Bize Muhammed b. Râfi' rivayet etti. (Dediki): Bize ibni Ebî Füdeyk rivayet etti. (Dediki): Bize Dahhâk, Nâfi'den, o da Abdullah b. Ömer'den naklen haber verdi ki, Resulullah (Sallallahu Aleyhi ve Sellem),

 

— Ramazan'ın sadaka-i fıtrini hür veya köle, erkek veya kadın, küçük veya büyük her Müslümana kuru hurmadan bir sa' yahut arpadan bir sa' olmak üzere farz kılınmış.

 

 

İzah:

Bu hadîsi Buhârî, Ebû Dâvûd ve îbni Mâce «sadaka-î fıtır» bahsinde tahrîc etmişlerdir.

 

«İnsanlar iki müd buğdayı buna denk tutarlar.» cümlesindeki insanlardan murâd Hz.
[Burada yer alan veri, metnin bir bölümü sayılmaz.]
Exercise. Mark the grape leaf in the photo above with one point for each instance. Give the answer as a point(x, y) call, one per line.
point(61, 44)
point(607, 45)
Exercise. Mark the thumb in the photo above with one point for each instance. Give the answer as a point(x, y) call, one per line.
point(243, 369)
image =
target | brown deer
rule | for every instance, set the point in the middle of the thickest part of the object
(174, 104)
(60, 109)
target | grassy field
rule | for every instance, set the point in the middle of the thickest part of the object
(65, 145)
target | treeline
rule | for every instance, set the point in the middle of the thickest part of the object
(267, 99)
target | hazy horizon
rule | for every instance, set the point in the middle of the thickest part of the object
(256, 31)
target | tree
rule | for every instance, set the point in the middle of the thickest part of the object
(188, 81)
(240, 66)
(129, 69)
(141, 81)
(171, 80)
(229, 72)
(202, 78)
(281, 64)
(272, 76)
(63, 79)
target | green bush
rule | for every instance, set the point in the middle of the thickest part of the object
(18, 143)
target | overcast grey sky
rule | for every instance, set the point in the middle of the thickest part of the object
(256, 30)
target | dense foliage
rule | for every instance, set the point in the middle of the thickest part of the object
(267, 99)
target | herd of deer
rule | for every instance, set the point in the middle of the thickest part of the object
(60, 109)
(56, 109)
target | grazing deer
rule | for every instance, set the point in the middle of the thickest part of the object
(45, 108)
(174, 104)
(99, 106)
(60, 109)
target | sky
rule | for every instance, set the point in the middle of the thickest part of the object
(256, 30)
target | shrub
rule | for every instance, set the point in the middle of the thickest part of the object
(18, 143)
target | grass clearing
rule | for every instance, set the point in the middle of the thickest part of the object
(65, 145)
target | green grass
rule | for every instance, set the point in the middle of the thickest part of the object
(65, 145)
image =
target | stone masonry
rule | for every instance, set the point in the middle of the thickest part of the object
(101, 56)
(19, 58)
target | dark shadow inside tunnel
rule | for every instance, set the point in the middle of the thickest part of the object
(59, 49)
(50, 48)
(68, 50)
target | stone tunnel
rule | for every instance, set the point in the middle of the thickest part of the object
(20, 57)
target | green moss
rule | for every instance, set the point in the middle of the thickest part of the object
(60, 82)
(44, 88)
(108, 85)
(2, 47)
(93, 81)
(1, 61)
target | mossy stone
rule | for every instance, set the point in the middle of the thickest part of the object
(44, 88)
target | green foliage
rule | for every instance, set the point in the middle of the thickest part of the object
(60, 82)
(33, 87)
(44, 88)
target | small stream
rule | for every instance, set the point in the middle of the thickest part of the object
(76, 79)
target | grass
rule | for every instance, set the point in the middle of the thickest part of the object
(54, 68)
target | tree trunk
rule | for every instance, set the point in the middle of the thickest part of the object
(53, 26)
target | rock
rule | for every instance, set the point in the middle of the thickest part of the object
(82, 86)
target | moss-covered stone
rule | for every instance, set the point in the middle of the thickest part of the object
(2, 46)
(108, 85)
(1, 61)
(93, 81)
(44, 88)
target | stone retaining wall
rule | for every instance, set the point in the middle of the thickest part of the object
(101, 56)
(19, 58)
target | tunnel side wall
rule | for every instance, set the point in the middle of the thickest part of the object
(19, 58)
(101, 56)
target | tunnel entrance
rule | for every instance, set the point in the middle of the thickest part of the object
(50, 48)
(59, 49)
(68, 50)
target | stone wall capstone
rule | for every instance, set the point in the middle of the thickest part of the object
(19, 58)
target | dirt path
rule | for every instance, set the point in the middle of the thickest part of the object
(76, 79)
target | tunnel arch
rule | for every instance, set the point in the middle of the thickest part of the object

Muâviye ile ona tab'i olanlardır. Nitekim Humeydinin «Müsned»'inde tahrîc ettiği bir rivayette: «Sadaka-ı fıtır arpadan ve kuru hurmadan bir sâ'dır. îbni Ömer Dediki:

 

Muâviye Hilafete geçince halk yarım sa' buğdayı bir sâ' arpaya denk tuttular.» denilerek bu cihet tasrîh olunmuştur. Aynı hadisi İbni Huzeyme dahî «sahih»'inde başka bir tarikden rivayet etmiştir.

 

Ebû Davud'un Hz. Abdullah b. Ömer' den naklettiği rivâyetde şöyle denilmiştir: «İbni Ömer:

 

Resulullah (Sallallahu Aleyhi ve Sellem) zamanında halk sadaka-ı fıtri arpadan, kuru hurmadan, kabuksuz arpadan ve üzüm kurusundan bir sa' olarak verirlerdi. Ömer (Radiyallahu anh) halife olup da buğday çoğalınca bu şeylerin yerine Ömer yarım sâ' buğdayı koydu dedi.» Gerçi Müslim «Kitabu't - temyiz» nâm eserinde bu hadîsin râvîlerinden Abdülaziz'in vehmettiğini söylemiş İbnü'l- Cevzî dahî bu sebeble hadîsi illetlendirmiş ise de «Tenkîh» sahibi onlara şu cevabı vermiştir: «Mezkûr Abdülaziz hakkında her ne kadar İbni Hibbân söz etmişse de onu Yahya El-Kattan, îbni Ma'in, Ebû Hatim - Razî ve başkaları mu'temed saymışlardır. Onu mu'temed kabul edenler zayıf sayanlardan daha iyi bilirler. İstişhad için Buhâri bile onun hadisini tahric etmiştir.»

 

îbni Ömer hadisini Tahâvi dahi tahrîc etmiştir. Mezkûr hadîsten pek'âla anlaşılıyor ki Resulullah {Sallallahu Aleyhi ve Sellem)'in Ashab-ı bir sâ' arpa veya kuru hurma yerine iki müdd buğday vermeyi kabul etmişlerdir. Ashab-ı Kiram'ın adaletlerini kabul ve sözleri ile amel etmek vaciptir. Hz. Ömer (Radiyallahu anh)'ın Yemin kefaret-i hususunda: «Benim için on fakir doyur; her fakire yarım sâ' buğday yâhud bir sâ' kuru hurma veya arpa ver.» dediği rivayet olunur. Şöyle bir rivayet Hz. Alî'den dahî naklolunmuştur. Sadaka-ı fıtır hakkında Hz. Ebû Bekir, Ömer ve Osman (Radiyallahu anhüm)'un: «Bu sadaka buğdaydan yarım sâ'dır.» dedikleri dahî rivayet olunur.

 

İdl: Bir şey'in kendi cinsinden vezin veya mikdarda mislidir. Adi ise: bir şey'in yerini onun cinsinden olmayan başka bir şey'in tutmasıdır.

 

Müdd: Çeyrek sâ'dır.

 

Bu hadîsle sadaka-ı fıtrin vacip olduğuna istidlal edilir. Bâzıları buna itiraz ederek: «Hadîs sadaka-ı fıtrin aslına değil mikdarına taalluk eder.» demişlerse de Ayni kendilerine cevap vermiş: «Miktar vacip olunca biz zarûre aslında vacip olduğuna delâlet eder: çünkü mikdarın vacip olması aslın vücûbuna imtina eder.» demiştir.